Sen. Steve Daines (R-Mont.) said the Senate could release a cryptocurrency tax bill as early as this fall, with a framework already drafted and broadly aligned with a parallel House effort.
Daines, a member of the Senate Finance Committee, told Bloomberg Tax that lawmakers are further along than many assume. "We've gotten a framework put together," he said, adding that he was hopeful a markup could happen this year. A markup is the first formal step toward turning a framework into a bill the full chamber could consider.
He described the Senate's approach as "more similar than not" to what the House Ways and Means Committee has released. That committee has been preparing its own legislation to address questions current law leaves ambiguous, including the treatment of staking rewards, mining income, and small transactions. Aligning the two efforts early could smooth the path to a final bill.

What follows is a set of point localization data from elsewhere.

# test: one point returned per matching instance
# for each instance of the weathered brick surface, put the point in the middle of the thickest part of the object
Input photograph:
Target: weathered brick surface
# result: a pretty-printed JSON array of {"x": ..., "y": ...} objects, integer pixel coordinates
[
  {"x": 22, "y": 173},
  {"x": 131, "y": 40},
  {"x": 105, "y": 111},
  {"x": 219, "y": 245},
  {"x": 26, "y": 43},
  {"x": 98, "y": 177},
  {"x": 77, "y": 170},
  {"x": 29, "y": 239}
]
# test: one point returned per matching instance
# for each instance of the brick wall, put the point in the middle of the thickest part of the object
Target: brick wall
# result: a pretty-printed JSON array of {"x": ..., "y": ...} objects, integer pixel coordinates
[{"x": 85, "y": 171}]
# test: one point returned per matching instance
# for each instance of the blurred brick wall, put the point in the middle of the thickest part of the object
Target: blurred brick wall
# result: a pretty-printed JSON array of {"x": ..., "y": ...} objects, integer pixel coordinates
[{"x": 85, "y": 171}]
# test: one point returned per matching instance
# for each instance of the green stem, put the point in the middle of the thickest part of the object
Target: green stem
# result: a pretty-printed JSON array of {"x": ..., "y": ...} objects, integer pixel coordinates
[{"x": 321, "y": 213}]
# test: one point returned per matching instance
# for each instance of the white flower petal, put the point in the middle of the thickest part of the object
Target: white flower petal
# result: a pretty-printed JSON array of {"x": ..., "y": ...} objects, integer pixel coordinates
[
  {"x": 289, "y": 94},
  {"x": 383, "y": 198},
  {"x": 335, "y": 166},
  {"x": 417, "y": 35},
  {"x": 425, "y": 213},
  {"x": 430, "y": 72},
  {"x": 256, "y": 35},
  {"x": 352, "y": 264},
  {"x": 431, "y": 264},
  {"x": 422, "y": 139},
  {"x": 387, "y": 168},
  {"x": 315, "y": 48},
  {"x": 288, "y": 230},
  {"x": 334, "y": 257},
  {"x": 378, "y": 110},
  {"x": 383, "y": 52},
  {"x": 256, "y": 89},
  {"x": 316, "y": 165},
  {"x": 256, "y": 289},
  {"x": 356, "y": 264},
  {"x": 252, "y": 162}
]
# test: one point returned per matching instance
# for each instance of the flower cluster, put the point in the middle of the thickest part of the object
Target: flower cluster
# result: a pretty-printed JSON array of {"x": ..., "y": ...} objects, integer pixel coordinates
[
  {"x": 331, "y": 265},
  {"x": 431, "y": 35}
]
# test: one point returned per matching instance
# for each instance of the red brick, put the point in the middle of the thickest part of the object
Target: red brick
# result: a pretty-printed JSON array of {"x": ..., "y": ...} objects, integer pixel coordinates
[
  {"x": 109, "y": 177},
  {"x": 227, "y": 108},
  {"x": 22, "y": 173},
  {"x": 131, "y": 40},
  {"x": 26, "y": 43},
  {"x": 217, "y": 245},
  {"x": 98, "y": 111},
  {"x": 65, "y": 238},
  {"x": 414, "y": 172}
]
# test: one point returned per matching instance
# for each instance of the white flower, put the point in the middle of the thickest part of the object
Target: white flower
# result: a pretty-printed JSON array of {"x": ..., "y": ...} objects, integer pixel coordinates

Tax certainty has become a priority for an industry that has spent years navigating piecemeal guidance from the Internal Revenue Service. Clearer statutory rules would reduce compliance disputes and give traders, miners, and companies firmer ground on which to plan.
The timing matters politically. The CLARITY Act has consumed much of the Senate's crypto bandwidth this year. A tax framework arriving in the fall would test whether Congress can advance two complex digital-asset measures in the same session.
For now, the proposal remains a framework rather than a finished bill. Daines stopped short of committing to a firm date. Any markup would still need to clear the Finance Committee before reaching the floor. If the two chambers stay in sync, crypto tax legislation could advance alongside the market-structure push, giving the sector a rare double dose of regulatory certainty.